24.7.3 5.3 ROME and MEMIT

Meng et al. (2022) use causal tracing to identify that factual associations are stored in MLP layers at the subject token, then introduce ROME (Rank-One Model Editing) to surgically modify those associations. This is the interpretability → model editing pipeline.

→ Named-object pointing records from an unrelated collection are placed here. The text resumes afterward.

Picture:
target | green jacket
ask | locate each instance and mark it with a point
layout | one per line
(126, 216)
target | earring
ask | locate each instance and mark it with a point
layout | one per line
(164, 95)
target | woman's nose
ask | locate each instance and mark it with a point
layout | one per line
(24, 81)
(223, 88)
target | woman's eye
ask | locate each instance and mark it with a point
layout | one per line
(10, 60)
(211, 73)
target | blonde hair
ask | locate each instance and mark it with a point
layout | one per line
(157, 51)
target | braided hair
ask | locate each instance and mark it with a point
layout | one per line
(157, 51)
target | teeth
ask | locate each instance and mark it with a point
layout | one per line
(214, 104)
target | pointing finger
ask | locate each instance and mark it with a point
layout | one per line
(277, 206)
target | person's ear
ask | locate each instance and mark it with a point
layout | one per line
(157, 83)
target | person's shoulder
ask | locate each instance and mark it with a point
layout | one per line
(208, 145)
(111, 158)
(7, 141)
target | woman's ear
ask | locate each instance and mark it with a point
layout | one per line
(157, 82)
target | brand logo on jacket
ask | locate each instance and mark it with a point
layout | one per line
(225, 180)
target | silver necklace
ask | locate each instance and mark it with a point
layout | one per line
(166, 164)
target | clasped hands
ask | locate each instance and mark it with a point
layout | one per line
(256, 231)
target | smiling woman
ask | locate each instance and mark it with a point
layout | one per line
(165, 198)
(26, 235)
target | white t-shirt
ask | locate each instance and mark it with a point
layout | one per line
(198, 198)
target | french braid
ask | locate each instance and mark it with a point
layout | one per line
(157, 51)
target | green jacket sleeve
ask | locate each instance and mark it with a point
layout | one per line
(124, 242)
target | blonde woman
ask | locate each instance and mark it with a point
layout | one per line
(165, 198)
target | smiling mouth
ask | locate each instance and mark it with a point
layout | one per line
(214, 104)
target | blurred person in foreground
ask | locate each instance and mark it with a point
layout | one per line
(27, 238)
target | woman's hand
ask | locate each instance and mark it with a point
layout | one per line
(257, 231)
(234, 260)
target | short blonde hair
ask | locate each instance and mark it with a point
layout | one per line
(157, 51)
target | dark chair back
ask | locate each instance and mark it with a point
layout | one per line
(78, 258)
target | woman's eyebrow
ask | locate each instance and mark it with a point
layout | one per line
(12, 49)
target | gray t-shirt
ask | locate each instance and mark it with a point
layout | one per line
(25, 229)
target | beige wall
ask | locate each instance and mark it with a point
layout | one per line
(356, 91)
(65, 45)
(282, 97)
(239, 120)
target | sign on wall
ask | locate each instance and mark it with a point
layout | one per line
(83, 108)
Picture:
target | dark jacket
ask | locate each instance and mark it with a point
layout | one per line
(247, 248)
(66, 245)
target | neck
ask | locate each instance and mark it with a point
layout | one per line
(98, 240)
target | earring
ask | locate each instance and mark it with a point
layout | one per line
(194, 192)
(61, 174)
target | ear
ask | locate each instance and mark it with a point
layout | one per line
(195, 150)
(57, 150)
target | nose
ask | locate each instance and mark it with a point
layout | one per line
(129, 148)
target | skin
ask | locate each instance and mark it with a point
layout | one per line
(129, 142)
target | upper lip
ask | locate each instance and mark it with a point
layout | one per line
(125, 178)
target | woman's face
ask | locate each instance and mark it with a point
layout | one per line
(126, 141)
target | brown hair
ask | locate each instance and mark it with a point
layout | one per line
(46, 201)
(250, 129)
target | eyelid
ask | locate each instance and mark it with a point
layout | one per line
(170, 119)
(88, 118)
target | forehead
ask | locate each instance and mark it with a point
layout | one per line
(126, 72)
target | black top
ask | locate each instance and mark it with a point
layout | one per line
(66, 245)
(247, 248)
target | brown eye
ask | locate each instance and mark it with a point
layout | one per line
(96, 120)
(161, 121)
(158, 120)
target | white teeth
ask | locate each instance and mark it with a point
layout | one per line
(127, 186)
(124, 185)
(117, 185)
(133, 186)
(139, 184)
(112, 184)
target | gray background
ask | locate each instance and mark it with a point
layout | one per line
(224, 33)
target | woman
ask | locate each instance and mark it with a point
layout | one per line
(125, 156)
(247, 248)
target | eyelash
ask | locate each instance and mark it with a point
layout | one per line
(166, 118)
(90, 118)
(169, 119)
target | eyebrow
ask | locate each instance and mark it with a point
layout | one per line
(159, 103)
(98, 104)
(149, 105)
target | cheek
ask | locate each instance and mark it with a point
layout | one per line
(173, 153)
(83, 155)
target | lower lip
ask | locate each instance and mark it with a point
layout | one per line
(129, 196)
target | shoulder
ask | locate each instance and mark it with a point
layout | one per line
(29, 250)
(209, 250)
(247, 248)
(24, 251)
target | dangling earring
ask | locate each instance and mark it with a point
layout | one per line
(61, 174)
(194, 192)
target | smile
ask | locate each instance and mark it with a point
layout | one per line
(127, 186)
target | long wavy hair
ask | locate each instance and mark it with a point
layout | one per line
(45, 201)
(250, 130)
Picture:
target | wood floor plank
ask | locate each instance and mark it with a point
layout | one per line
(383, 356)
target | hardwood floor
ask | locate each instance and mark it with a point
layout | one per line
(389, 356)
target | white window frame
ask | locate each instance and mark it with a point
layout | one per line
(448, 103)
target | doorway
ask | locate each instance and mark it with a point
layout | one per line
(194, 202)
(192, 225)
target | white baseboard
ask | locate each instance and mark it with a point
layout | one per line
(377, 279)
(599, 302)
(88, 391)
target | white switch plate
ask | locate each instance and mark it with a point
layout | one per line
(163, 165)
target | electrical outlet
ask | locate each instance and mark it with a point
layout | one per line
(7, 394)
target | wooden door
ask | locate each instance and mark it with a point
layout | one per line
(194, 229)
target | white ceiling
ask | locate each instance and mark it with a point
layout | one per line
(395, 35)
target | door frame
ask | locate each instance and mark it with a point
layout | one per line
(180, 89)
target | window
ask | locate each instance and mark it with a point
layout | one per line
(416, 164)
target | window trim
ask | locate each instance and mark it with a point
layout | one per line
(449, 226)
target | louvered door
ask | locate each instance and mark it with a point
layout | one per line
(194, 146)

24.8 6. Mechanistic Interpretability and the ARENA Curriculum

The ARENA course (ARENA Team 2024) provides hands-on implementation experience with:

ARENA Module	Interpretability Topics
Module 1	Transformer architecture from scratch, residual stream
Module 2	Attention heads, induction heads, in-context learning
Module 3	Sparse autoencoders, feature visualization
Module 4	Safety evals, capability elicitation, interpretability for alignment

ARENA’s approach is to build understanding from first principles — implementing transformers, attention, and interpretability tools from scratch before using pre-built libraries.

Recommended resources from ARENA (ARENA Team 2024): - A Mathematical Framework for Transformer Circuits (Elhage et al. 2021) - Toy Models of Superposition (Elhage et al. 2022) - Interpretability in the Wild (Wang et al. 2022) - Towards Monosemanticity (Bricken et al. 2023)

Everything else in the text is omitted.